NEW YORK (TheStreet) -- There has been a lot of activity in the gesture recognition technology space. From Google recently buying Flutter, to Intel gobbling up Omekover the summer, one thing for sure is: this space is getting a lot of attention.
This has me thinking the gaming world, Microsoft's Kinect-style gesture features, and the motion sensor universe, could collide to play a vital role in how residential lighting and ventilation are utilized. Could that be some of the logic behind the Flutter acquisition?
Google has already invested over $1 billion in alternative energy, so it may be reasonable to think the company could be trying to enter the home energy management world after seeing the recent success of Nest's Learning Thermostat.

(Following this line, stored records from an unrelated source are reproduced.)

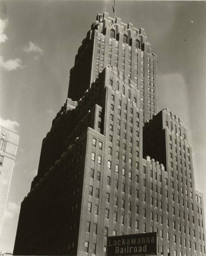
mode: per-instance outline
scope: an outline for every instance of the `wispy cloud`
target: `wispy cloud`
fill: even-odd
[[[19,123],[16,121],[11,121],[9,119],[4,120],[0,117],[0,125],[11,130],[16,133],[17,127],[19,126]]]
[[[8,71],[16,70],[17,68],[22,69],[24,67],[20,59],[16,58],[13,60],[10,59],[5,61],[4,61],[4,57],[1,55],[0,55],[0,67],[2,67]]]
[[[54,114],[56,113],[56,111],[54,111],[54,110],[47,110],[47,113],[48,113],[48,114]]]
[[[8,18],[5,20],[0,18],[0,43],[4,43],[8,39],[8,37],[4,33],[4,30],[9,22]]]
[[[27,53],[36,52],[40,54],[43,54],[43,50],[36,43],[30,41],[27,45],[24,46],[23,50]]]
[[[4,217],[12,219],[15,214],[18,214],[20,211],[20,205],[15,202],[9,201],[6,205],[6,210],[4,214]]]

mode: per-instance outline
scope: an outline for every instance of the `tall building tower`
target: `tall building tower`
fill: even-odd
[[[186,128],[169,111],[157,114],[157,58],[143,29],[98,15],[43,140],[14,254],[103,256],[108,235],[157,231],[160,256],[205,255]],[[166,117],[174,128],[166,128]],[[175,124],[184,134],[182,173],[173,151],[180,139]]]
[[[19,136],[0,126],[0,237]]]

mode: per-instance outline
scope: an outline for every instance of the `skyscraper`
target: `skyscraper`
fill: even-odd
[[[43,140],[14,254],[104,255],[108,235],[157,231],[159,255],[205,255],[191,147],[180,119],[157,113],[157,62],[143,29],[98,14]]]
[[[0,126],[0,236],[19,139],[18,134]]]

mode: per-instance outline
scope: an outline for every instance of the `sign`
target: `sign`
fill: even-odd
[[[157,233],[109,236],[107,256],[157,255]]]

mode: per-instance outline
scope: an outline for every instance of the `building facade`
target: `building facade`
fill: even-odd
[[[0,236],[19,136],[0,126]]]
[[[205,255],[191,147],[182,121],[157,113],[157,61],[143,29],[98,15],[43,140],[14,254],[103,256],[108,235],[157,231],[160,256]]]

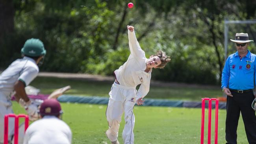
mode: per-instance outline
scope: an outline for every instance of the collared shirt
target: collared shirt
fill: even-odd
[[[145,52],[141,49],[137,41],[134,31],[128,30],[129,46],[131,54],[127,61],[115,71],[117,80],[121,85],[132,87],[141,84],[137,94],[136,99],[146,96],[149,91],[152,68],[148,72],[144,71],[147,68]]]
[[[28,85],[39,72],[38,66],[33,59],[27,57],[17,59],[0,75],[0,91],[8,96],[13,90],[17,81]]]
[[[222,72],[222,89],[226,87],[245,90],[254,88],[256,55],[248,52],[241,59],[237,51],[228,56]]]

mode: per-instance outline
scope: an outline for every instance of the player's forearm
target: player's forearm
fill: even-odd
[[[25,102],[28,102],[30,100],[25,91],[25,86],[21,81],[18,81],[15,83],[14,90],[16,92],[15,96],[18,102],[20,98],[23,99]]]
[[[132,49],[134,51],[141,49],[139,42],[137,41],[137,39],[136,37],[134,31],[131,32],[130,30],[128,30],[128,38],[129,39],[129,42],[130,44],[130,49]]]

Considering Nest (which originated from Tony Fadell -- creator of the Apple iPod and iPhone) is now moving into fire detection, the potential for software in the home is certainly being validated. Google.org did create PowerMeter, a free energy monitoring tool to help people access their personal energy data. The company actually shut down this offering two years ago, but said it would "look forward to what will develop next in this space".
My hypothesis is that Google still sees opportunity to help people save energy, and gesture technology could be a disruptive way to accomplish that goal. Considering Google is supporting kite power, driverless vehicles, wind power, solar power -- and more -- the company could perhaps look at gesture technology as the game-changing innovation that allows them to once again get back into the home energy management market in a big way.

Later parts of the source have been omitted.